Islam and the West
The Missing Martyrs
Why there Are so Few Muslim Terrorists
Author(s): Charles Kurzman
Reviewed by: Murad Wilfried Hofmann, Bonn, Germany
Review
The author, an expert in Middle Eastern Studies and Islam, teaches sociology at the University of North Carolina. Following his source books on Liberal Islam (1998) and Modernist Islam (2002), he continues with the present densely documented publication his efforts to protect Muslims worldwide from instinctively being treated as potential terrorists.
Quoting Muslim authors like Hassan Hanafi, Amina Wadud, Abdullahi An- Na’im and Abdolkarim Soroush, he demonstrates that most Muslims around the world espouse democracy, human rights, social equality, and tolerance – being liberal without calling themselves so. Mainstream Islam for him is to be found not among radicals but among the Tablighi Jama[at, Wahhabi Muslims, Muslim Brothers, the Pakistani Jama[at-i-Islami and also among personalities like the Shaykh al-Azhar and Yusuf al Qaradawi, all of them moderate.

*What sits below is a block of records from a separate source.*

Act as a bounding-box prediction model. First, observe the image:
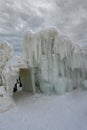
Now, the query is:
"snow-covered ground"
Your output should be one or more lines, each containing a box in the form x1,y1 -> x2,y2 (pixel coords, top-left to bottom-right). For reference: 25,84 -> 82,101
0,90 -> 87,130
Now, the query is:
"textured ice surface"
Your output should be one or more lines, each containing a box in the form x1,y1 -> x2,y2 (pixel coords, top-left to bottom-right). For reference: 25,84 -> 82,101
24,28 -> 87,94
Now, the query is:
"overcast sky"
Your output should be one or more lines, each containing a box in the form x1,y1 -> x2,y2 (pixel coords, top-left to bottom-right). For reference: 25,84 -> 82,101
0,0 -> 87,51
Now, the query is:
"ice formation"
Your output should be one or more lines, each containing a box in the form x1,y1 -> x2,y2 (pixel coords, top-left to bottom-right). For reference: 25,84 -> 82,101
0,28 -> 87,95
24,28 -> 87,94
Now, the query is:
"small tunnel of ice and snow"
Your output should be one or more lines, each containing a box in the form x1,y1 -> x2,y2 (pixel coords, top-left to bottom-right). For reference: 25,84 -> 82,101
0,28 -> 87,95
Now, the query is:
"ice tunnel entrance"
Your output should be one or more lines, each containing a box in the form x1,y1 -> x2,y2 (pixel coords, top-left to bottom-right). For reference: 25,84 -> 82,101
19,68 -> 35,93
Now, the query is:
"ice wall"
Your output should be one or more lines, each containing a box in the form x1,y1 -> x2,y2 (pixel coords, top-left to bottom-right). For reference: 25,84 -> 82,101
0,42 -> 13,85
24,28 -> 87,94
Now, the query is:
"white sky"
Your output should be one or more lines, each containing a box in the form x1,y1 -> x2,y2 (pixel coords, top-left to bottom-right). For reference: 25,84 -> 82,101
0,0 -> 87,52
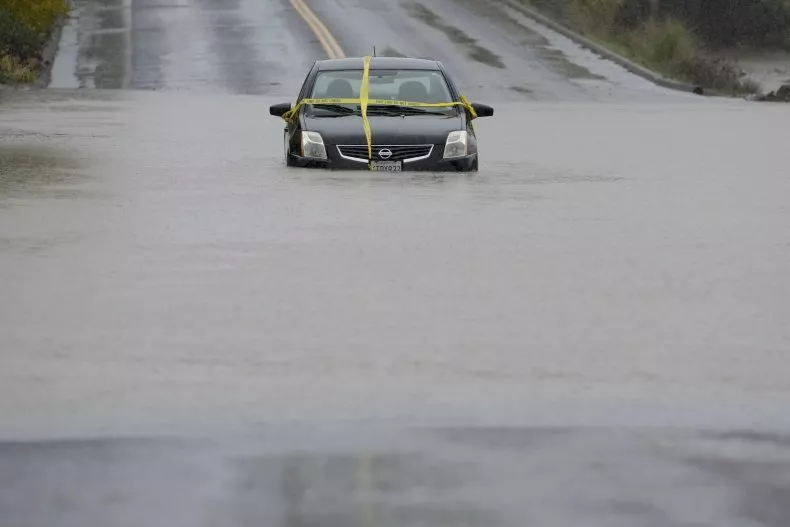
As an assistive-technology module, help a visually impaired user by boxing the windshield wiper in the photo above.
[368,104,447,115]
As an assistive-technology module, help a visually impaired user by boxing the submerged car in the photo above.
[269,57,494,172]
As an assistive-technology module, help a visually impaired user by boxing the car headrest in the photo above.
[398,81,428,102]
[325,79,354,99]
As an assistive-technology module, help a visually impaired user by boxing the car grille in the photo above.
[337,145,433,162]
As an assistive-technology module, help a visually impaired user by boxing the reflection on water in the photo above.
[270,453,492,527]
[0,145,79,198]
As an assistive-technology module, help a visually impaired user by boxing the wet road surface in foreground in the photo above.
[51,0,689,102]
[0,0,790,527]
[0,427,790,527]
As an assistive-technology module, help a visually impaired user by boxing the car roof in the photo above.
[318,57,440,71]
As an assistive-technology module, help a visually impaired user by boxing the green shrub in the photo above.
[571,0,623,31]
[0,10,46,58]
[0,54,38,84]
[0,0,69,35]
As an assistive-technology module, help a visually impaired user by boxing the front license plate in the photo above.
[370,161,401,172]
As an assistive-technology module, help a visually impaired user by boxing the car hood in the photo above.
[303,115,464,145]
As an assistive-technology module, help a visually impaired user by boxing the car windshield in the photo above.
[306,70,458,115]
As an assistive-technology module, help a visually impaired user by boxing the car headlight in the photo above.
[444,130,469,159]
[301,131,326,159]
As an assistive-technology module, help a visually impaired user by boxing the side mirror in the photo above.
[472,103,494,117]
[269,102,291,117]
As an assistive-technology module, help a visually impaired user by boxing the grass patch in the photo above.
[403,2,505,69]
[0,55,38,84]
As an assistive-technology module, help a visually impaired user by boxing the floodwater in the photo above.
[0,0,790,527]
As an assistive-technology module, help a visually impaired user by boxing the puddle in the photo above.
[510,86,535,95]
[403,2,505,69]
[77,33,126,89]
[0,145,80,199]
[95,9,126,29]
[452,1,606,80]
[380,46,406,57]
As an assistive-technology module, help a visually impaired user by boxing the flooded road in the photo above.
[51,0,689,102]
[0,0,790,527]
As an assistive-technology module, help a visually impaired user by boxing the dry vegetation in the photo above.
[0,0,68,84]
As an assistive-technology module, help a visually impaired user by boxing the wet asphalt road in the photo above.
[0,0,790,527]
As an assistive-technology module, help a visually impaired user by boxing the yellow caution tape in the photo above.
[283,56,477,168]
[359,57,373,164]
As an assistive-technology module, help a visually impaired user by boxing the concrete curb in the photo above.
[31,0,74,89]
[499,0,703,95]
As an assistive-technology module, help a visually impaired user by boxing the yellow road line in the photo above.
[291,0,346,59]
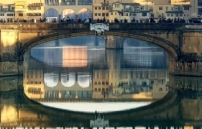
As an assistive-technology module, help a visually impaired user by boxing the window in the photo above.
[159,6,163,10]
[19,13,23,16]
[142,13,147,17]
[78,0,92,5]
[198,0,202,6]
[184,7,189,10]
[115,4,120,8]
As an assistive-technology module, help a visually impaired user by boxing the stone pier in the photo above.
[105,36,125,49]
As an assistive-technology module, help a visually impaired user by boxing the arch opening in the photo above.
[20,32,179,59]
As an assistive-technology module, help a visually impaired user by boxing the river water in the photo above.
[0,36,202,129]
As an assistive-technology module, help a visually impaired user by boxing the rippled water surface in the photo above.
[24,36,169,112]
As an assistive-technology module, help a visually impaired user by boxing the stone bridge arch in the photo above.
[18,31,180,59]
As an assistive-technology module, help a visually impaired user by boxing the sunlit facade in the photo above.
[14,1,44,22]
[44,0,93,22]
[109,2,151,22]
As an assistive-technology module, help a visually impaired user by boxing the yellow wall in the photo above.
[171,0,190,5]
[0,0,44,4]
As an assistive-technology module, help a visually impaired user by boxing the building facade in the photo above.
[44,0,93,21]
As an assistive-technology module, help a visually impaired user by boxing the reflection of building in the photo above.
[14,0,44,20]
[62,46,88,67]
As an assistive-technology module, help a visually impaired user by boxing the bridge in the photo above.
[0,76,202,128]
[0,23,202,76]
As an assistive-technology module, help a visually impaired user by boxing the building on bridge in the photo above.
[44,0,93,22]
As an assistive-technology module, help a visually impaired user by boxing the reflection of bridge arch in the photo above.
[21,31,180,58]
[44,72,92,88]
[78,8,92,21]
[62,9,76,19]
[44,8,59,22]
[44,73,59,87]
[78,75,91,88]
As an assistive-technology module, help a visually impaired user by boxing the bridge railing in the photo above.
[0,23,202,31]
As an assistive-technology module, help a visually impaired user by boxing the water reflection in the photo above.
[0,76,202,129]
[24,37,169,112]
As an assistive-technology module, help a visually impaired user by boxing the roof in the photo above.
[122,3,140,6]
[28,3,43,7]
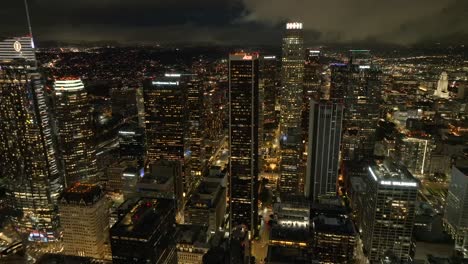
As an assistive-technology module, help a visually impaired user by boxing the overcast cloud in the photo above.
[0,0,468,45]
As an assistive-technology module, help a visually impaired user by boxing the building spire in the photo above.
[24,0,33,38]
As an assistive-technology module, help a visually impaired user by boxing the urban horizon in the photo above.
[0,0,468,264]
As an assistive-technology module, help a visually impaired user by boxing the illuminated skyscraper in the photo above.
[143,74,193,193]
[0,37,62,241]
[338,50,381,161]
[303,49,322,102]
[110,198,177,264]
[301,49,323,144]
[330,63,349,102]
[54,78,97,186]
[434,72,450,98]
[229,53,259,233]
[280,22,304,134]
[258,55,279,154]
[304,100,343,200]
[360,161,419,263]
[59,183,109,259]
[279,127,303,195]
[395,133,436,177]
[187,75,206,179]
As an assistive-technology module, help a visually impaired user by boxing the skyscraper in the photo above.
[280,22,304,196]
[0,37,62,241]
[444,166,468,258]
[395,132,436,177]
[340,50,381,161]
[434,72,450,98]
[229,53,259,233]
[186,74,206,180]
[110,198,177,264]
[59,183,109,259]
[278,127,303,194]
[143,74,192,193]
[280,22,304,134]
[301,49,324,146]
[54,77,97,186]
[361,161,419,263]
[304,100,343,200]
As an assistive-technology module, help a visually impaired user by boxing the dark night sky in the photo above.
[0,0,468,45]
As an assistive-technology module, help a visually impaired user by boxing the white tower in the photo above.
[434,72,449,98]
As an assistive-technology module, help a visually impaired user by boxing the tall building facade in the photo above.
[301,49,324,146]
[361,161,419,263]
[444,166,468,258]
[229,53,259,233]
[54,78,97,186]
[59,182,109,259]
[434,72,450,98]
[110,198,177,264]
[143,74,192,194]
[280,22,304,134]
[304,100,344,200]
[110,87,139,117]
[258,55,280,161]
[259,55,279,128]
[395,134,436,177]
[187,75,206,180]
[278,127,303,194]
[311,213,357,264]
[331,50,381,161]
[0,37,62,241]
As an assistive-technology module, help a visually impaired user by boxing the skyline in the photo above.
[0,0,468,46]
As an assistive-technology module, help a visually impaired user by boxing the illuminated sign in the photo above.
[164,73,181,77]
[13,41,21,52]
[380,181,418,187]
[286,22,302,29]
[368,167,377,181]
[119,131,135,135]
[153,82,179,86]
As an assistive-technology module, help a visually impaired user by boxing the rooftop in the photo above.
[59,182,104,205]
[110,198,175,238]
[176,225,209,247]
[312,214,356,235]
[270,225,309,242]
[267,245,311,264]
[368,160,418,187]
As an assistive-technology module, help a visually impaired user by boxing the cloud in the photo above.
[0,0,468,45]
[242,0,468,43]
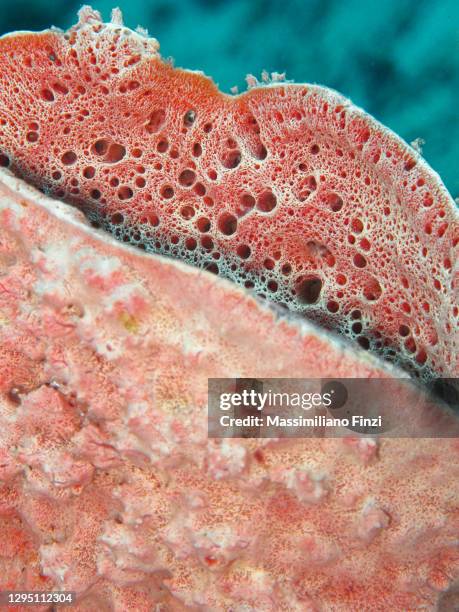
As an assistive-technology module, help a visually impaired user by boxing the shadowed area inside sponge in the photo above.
[0,9,458,381]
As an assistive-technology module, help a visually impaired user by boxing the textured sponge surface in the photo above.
[0,11,458,379]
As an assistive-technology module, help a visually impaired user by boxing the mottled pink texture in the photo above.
[0,171,459,612]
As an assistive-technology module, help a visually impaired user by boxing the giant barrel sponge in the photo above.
[0,7,459,612]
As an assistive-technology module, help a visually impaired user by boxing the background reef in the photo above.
[0,0,459,197]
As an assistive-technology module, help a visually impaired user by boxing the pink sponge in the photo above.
[0,8,459,612]
[0,7,459,380]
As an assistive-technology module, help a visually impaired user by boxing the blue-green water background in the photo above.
[0,0,459,197]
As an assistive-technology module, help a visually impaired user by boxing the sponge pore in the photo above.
[0,8,459,380]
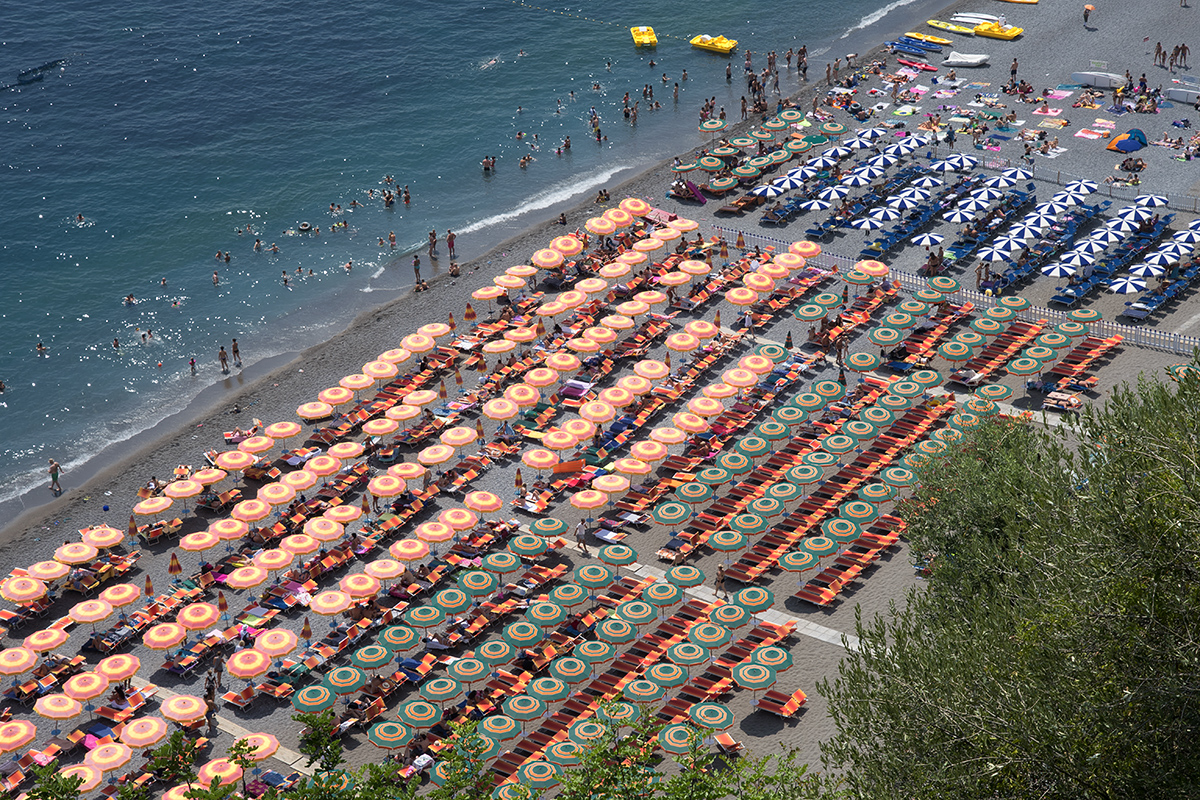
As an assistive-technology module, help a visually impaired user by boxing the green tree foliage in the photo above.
[820,378,1200,800]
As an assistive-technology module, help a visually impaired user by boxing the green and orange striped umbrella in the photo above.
[574,564,614,590]
[708,603,752,631]
[658,722,703,756]
[622,679,666,703]
[404,606,446,628]
[292,684,337,714]
[688,703,734,730]
[377,625,421,652]
[596,618,637,644]
[524,602,566,627]
[733,587,775,614]
[508,534,546,558]
[550,656,592,685]
[750,645,792,673]
[502,694,546,722]
[550,583,590,608]
[614,600,659,625]
[458,570,499,597]
[667,642,705,667]
[350,644,395,669]
[478,714,521,741]
[398,700,442,729]
[526,676,571,703]
[642,581,683,608]
[367,722,413,750]
[420,678,463,705]
[666,564,704,588]
[475,639,514,666]
[504,620,542,648]
[686,622,730,661]
[323,667,367,694]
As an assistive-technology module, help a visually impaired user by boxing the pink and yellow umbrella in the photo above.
[263,421,304,439]
[337,572,379,597]
[68,600,113,628]
[96,652,142,680]
[226,650,271,680]
[280,534,319,555]
[308,590,350,616]
[296,401,334,420]
[34,694,83,720]
[22,627,68,652]
[160,694,208,723]
[521,447,558,473]
[416,445,455,467]
[100,583,142,608]
[229,499,271,522]
[388,539,430,561]
[133,496,174,517]
[62,672,109,700]
[175,602,221,631]
[209,519,250,542]
[121,717,167,747]
[254,628,300,658]
[280,465,319,492]
[142,623,184,650]
[325,441,365,459]
[83,742,133,772]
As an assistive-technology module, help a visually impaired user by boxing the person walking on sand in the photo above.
[49,458,62,494]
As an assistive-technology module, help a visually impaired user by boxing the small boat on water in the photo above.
[976,23,1025,42]
[905,31,954,47]
[942,50,991,67]
[691,34,738,55]
[925,19,974,36]
[629,25,659,47]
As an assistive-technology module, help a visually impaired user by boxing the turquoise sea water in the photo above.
[0,0,907,500]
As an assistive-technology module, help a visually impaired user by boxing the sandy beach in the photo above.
[0,0,1200,786]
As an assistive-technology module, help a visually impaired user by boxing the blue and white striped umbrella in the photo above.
[750,184,785,197]
[1109,278,1146,294]
[1042,261,1075,278]
[850,217,883,230]
[1129,264,1166,278]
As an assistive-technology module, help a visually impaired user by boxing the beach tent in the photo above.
[1109,128,1146,152]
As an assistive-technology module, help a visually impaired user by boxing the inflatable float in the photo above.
[925,19,974,36]
[976,23,1025,42]
[629,25,659,47]
[691,34,738,55]
[942,50,991,67]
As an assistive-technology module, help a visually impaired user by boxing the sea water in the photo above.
[0,0,908,500]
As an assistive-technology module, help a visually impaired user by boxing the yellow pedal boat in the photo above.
[976,23,1025,41]
[905,31,954,46]
[629,25,659,47]
[925,19,974,36]
[691,34,738,55]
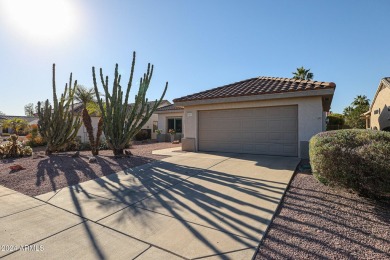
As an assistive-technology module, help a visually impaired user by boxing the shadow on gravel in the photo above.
[256,173,390,259]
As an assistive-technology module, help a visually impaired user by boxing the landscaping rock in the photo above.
[9,164,25,172]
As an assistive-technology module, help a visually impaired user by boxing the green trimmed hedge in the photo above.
[310,129,390,198]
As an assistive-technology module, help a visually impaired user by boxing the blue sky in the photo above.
[0,0,390,115]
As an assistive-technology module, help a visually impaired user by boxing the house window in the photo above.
[153,121,158,133]
[167,118,182,133]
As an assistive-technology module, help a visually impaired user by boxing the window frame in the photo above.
[166,117,183,134]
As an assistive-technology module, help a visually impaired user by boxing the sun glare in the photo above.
[0,0,77,42]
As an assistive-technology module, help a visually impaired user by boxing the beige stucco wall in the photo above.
[182,96,325,158]
[77,116,104,143]
[158,111,186,134]
[370,87,390,130]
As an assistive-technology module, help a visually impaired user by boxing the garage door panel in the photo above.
[283,132,298,144]
[283,144,298,154]
[282,118,298,129]
[198,106,298,156]
[267,120,283,132]
[253,121,268,131]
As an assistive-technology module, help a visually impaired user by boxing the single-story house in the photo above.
[362,77,390,131]
[73,100,171,143]
[0,115,38,135]
[173,77,336,158]
[155,104,184,142]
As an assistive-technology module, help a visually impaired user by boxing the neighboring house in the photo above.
[173,77,336,158]
[0,115,38,135]
[73,100,171,143]
[362,77,390,131]
[156,104,184,141]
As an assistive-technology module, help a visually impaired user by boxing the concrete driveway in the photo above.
[0,148,299,259]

Kurzman does not overlook terrorism in the name of Islam (Abd al-Salam Faraj and Usama bin Laden being negative examples) but considers ‘martyrdom missions’, while being understandable, as (counter-productive) reactions to massive Western assaults on Muslims societies involving military invasion, political domination, economic dependence, and cultural decadence.